Elasticsearch semantic_text search

Hi,

I'm starting to learn Elasticsearch because I have specific requirement and Im trying to do proof of concept where someone can semantically search document contents (pdf , docx ...etc.).

I have used the FSCrawler to help with reading the file while assigning the following mapping to the created index:

client.indices.create(index="first_index",mappings=
  {
    "dynamic": "true",
    "properties": {
       "semantic_text_field": {
                "type": "semantic_text",
                 "inference_id": "my-elser-endpoint"
              }
	}
  }
)

I have configured the embedding end point as the following:

client.inference.put(inference_id="my-elser-endpoint",task_type="sparse_embedding",inference_config={
    "service": "elser",
  "service_settings": {
    "num_allocations": 1,
    "num_threads": 1
  }
})

Then I used and ingest pipeline to assign my semantic_text_field from the FSCrawler content field:

client.ingest.put_pipeline(id="ml_pipeline", processors= [
    {
      "script": {
        "description": "Chunk body_content into sentences by looking for . followed by a space",
        "lang": "painless",
        "source": """
          ctx.semantic_text_field = ctx.content;
          """
      }
    }
    
  ])

After running the FSCrawler and getting the result, I can see that semantic_text_field being assigned the document contents and I can see multiple chunks with embedding being created.

The problem Im having when I submit query as in the following syntax:

resp = client.search(index="first_index",query={
    "semantic": {
      "field": "semantic_text_field",
      "query": "...."
    }
  }
)

I'm getting hits on all the document and not the chunks.

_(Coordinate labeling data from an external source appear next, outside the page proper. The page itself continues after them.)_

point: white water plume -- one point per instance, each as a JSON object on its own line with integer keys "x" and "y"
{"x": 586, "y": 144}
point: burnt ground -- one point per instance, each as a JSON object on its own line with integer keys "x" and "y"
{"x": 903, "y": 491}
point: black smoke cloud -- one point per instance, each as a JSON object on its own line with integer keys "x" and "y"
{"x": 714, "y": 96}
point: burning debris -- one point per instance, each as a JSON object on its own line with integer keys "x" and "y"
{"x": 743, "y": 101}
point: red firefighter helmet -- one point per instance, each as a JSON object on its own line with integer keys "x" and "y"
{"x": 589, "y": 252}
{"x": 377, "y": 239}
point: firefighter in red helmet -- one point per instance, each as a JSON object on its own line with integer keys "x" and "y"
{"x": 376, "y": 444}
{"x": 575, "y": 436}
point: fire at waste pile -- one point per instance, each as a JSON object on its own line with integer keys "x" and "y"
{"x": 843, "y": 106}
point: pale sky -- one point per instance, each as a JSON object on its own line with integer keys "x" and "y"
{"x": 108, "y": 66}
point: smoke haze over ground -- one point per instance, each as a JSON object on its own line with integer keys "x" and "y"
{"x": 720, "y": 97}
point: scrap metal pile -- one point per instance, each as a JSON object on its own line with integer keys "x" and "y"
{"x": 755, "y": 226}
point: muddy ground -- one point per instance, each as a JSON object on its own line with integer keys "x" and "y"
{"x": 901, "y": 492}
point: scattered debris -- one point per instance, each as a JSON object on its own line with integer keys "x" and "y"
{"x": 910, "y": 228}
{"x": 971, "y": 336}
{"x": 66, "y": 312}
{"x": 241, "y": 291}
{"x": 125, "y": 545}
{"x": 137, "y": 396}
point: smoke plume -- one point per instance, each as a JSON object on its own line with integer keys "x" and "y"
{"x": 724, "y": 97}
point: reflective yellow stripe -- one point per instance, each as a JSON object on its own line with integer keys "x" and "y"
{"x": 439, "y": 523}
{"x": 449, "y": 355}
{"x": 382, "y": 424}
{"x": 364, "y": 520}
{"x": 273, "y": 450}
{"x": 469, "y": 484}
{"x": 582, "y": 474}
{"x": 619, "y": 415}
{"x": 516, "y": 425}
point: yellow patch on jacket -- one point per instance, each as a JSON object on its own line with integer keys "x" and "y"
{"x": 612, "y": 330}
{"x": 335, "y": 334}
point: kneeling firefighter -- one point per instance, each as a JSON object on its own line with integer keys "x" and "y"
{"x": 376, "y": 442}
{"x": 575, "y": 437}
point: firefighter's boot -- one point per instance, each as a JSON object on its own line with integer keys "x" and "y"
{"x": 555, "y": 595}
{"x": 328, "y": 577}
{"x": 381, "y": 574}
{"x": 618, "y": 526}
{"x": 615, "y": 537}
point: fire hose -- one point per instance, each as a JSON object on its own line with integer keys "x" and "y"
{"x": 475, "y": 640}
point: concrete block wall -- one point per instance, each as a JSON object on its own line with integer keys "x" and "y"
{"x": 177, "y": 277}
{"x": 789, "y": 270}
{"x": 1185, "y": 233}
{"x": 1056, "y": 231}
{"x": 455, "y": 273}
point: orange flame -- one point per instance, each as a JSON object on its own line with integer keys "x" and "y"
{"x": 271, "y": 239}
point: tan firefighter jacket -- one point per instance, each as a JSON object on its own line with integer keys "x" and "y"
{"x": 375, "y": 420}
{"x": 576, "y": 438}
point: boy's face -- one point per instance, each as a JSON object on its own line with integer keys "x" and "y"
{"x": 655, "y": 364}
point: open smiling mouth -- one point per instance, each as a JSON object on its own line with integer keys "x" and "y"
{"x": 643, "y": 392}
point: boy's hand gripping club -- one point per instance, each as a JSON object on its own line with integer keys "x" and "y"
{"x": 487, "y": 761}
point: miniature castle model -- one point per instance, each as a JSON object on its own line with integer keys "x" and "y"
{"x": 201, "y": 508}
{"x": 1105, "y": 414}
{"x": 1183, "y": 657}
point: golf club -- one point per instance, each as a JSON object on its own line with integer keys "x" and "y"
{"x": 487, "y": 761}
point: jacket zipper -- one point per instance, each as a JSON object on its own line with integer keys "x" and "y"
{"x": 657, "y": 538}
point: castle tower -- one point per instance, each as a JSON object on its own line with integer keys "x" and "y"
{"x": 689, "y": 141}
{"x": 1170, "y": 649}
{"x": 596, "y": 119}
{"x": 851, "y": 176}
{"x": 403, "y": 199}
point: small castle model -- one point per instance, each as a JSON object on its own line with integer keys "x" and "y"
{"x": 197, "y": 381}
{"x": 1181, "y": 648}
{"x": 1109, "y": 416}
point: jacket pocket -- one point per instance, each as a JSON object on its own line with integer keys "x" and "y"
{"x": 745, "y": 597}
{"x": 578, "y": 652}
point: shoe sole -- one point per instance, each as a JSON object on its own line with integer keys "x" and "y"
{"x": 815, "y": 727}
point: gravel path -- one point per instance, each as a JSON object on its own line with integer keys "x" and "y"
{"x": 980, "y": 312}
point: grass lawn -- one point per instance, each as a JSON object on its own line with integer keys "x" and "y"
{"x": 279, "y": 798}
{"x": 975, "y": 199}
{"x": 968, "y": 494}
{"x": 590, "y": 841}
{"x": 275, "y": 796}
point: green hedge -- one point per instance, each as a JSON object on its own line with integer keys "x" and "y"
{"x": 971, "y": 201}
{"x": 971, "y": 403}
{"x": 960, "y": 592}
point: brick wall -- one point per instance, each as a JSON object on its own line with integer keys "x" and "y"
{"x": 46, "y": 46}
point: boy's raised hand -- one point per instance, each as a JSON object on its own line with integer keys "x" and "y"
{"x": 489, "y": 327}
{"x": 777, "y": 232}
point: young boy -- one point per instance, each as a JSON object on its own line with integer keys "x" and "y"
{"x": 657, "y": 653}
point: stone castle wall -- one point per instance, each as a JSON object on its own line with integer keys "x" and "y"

I thought the chunks will be index! How can I get hits on particular chunks and not the full document text? Do I need to re index each chunk independently?

I appreciate and help and guidance in this as I spent a lot of time to get to this point
Thanks

Can someone please help me with this?

The other thread implies that you're on 7.x

The semantic_text field type isn't available in 7.x

Thanks for your reply.
I did actually upgrade to the latest version 8.16.
Can you help me with my question please. I made some progress using inner_hit and sparse_vector to isolate the result of the vector field on each chunk, however can it be done on the semantic_text field.

So basically to get it work using sparse_vector I have to update the FSCrawler mapping as follows to allow nested which what inner_hit needs:

client.indices.create(index="chunk_index",settings={"index.mapping.total_fields.limit": 2500},mappings=
  {
   
    "dynamic": "true",
    "properties": {
      "passages": {
        "type":"nested",
        "properties": {
          "vector": {
            "type":"nested",
            "properties": {
              "predicted_value": {
                "type": "sparse_vector"
               

              }
            }
          }
        }
      },
      "path":{
          "type":"nested"
      }
    }
  }
)

My Search query looks like this:

resp = client.search(
    index="chunk_index",
    body={
	"query": {
					"nested": {
						"path": "passages",
						"query": {
								"nested": {
										"path": "passages.vector",
										"query": {
											"sparse_vector": {
												"field": "passages.vector.predicted_value",
												"inference_id": "my-elser-endpoint",
												"query": "new web service"
											}
										}
									}
						},
                        "inner_hits": {}
					}
	}
}
)
from colorama import Fore, Back, Style

if len(resp["hits"]["hits"]) == 0:
        print("Your search returned no results.")
else:
        
        for hit in resp["hits"]["hits"]:
            id = hit["_id"]
            file_score = hit["_score"]
            filename = hit["_source"]["file"]["filename"]
            pretty_output = f"\nID: {id}\nScore: {file_score}\nFile: {filename}"
            print(Fore.YELLOW+ pretty_output)
            for inner_hits in hit["inner_hits"]["passages"]["hits"]["hits"]:
                   passage_score= inner_hits['_score']
                   passage_text= inner_hits['_source']['text']
                   pretty_output = f"\nPassage Score: {passage_score}\nPassage Text:"
                   print(Fore.CYAN+pretty_output)
                   pretty_output = f"\t\t{passage_text}"
                   print(Fore.BLACK+Back.WHITE+pretty_output)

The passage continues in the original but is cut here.